Tercera vía reformista: Contribuciones

Concepción socialcristiana del Estado y ejecutorias reformistas deben constituir criterios para diseñar y propiciar, seria y sostenidamente, tercera vía postulada por PRSC; habida cuenta que la primera, sociopopulismo gobernante, y la segunda, oposición socialdemócrata, no presentan condiciones para emprender reformas requeridas para reorientar la nación por buen camino.

Las reformas que se necesitan aquí y ahora deben partir, indefectiblemente, de una disciplina fiscal austerizante, racionalizante y re-orientadora de gastos, que solo el reformismo ha postulado y practicado, en procura de fiscalidad superavitaria. Solo esa fiscalidad superavitaria puede contener el endeudamiento que hace insostenible, perjudicial e inequitativo nuestro crecimiento económico. Los excedentes generados por esa fiscalidad permitirían financiar inversiones públicas sin condicionamientos externos que usualmente acompañan financiamientos internacionales. Podrá invertirse en proyectos socio-comunitarios en barrios y campos así como estimular producción mediante infraestructuras alentadoras de producción agropecuaria o industrial.

Y hará innecesario recurrir al financiamiento interno, viabilizando que el dinero privado, bancos e inversionistas, circulen a intereses bancarios más bajos en lugar de succionarlos el gobierno para cubrir déficits. Estas previsiones inducirán mayor inversión generadora de producción y empleos, imprescindible para reducir el déficit comercial hoy de US$12000 millones anuales y el desempleo cuya tasa no ha bajado desde que el reformismo fue sacado del poder en 1996. Menor desempleo traducirá equidad al crecimiento.

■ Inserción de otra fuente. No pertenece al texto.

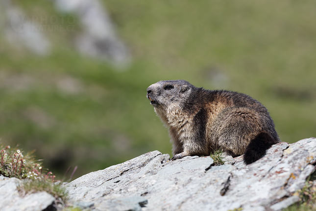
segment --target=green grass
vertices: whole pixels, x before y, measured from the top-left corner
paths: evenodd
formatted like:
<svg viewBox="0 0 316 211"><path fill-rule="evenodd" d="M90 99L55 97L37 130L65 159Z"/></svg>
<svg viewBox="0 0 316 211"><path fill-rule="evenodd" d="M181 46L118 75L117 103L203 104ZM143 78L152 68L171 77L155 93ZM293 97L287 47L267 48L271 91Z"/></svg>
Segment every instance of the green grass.
<svg viewBox="0 0 316 211"><path fill-rule="evenodd" d="M223 151L222 150L217 150L214 153L211 154L211 158L214 160L214 165L220 165L224 164L224 158L223 156Z"/></svg>
<svg viewBox="0 0 316 211"><path fill-rule="evenodd" d="M0 33L3 141L36 149L59 176L69 166L78 166L77 177L148 151L170 153L145 96L151 84L173 79L252 96L283 141L315 136L313 1L102 2L131 52L123 71L76 52L73 32L45 31L53 44L47 57ZM14 2L28 15L58 15L50 1ZM74 91L64 85L70 81Z"/></svg>

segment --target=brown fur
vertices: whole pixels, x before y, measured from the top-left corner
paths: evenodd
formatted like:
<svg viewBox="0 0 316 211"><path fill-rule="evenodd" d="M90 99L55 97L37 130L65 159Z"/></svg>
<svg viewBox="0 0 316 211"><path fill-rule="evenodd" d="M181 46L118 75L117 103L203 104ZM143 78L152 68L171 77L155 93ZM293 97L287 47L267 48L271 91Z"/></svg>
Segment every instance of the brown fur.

Disciplinar fiscalidad brindará holgura para reformar sistema tributario, simplificándolo e introduciendo incentivos competitivos a los adoptados por nuestros socios comerciales, EE.UU p.e. Con ello se reduciría evasión impulsada por múltiples y elevadas tasas vigentes que ha causado informalidad laboral de 57%, evidencia de informalidad similar en empleadores.

Reducir informalidad de empleadores disminuirá evasión fiscal, incrementándose recaudaciones tributarias y de Seguridad Social; disminuyendo demandas al Estado y viabilizando institución de incentivos fiscales abonadores de alientos a iniciativas particulares para producir bienes y generar puestos de trabajo.

Obviamente la reducción de gastos exigirá ajustar burocracias y subsidios. Pero gracias al PLD disponemos de leyes que solo bastaría aplicar para reducir burocracias: 87-01 y 247-12 de Función y Administración Publicas, respectivamente. Los subsidios podrán convertirse en financiamientos para desarrollar negocios autogestionarios.

Al sociopopulismo gobernante y la oposición socialdemócrata le resultará cuesta arriba adoptar éstas previsiones. El absolutismo PLDista, cree que está conduciendo perfectamente la nación. La socialdemocracia está un tanto impedida ideológicamente por ser consustancialmente inductora de políticas opuestas. P.e: demanda inducida, estatización de bienes y servicios, proveer empleos públicos.

Solo el reformismo puede implementar estas reformas. Y contemplando el funcionamiento de mecanismos de concertación y participación social en decisiones sobre políticas públicas que se aplicaron durante gobiernos reformistas -Comisión de Desarrollo y Diálogo Tripartito- podrá lograr reformas permeables social y políticamente.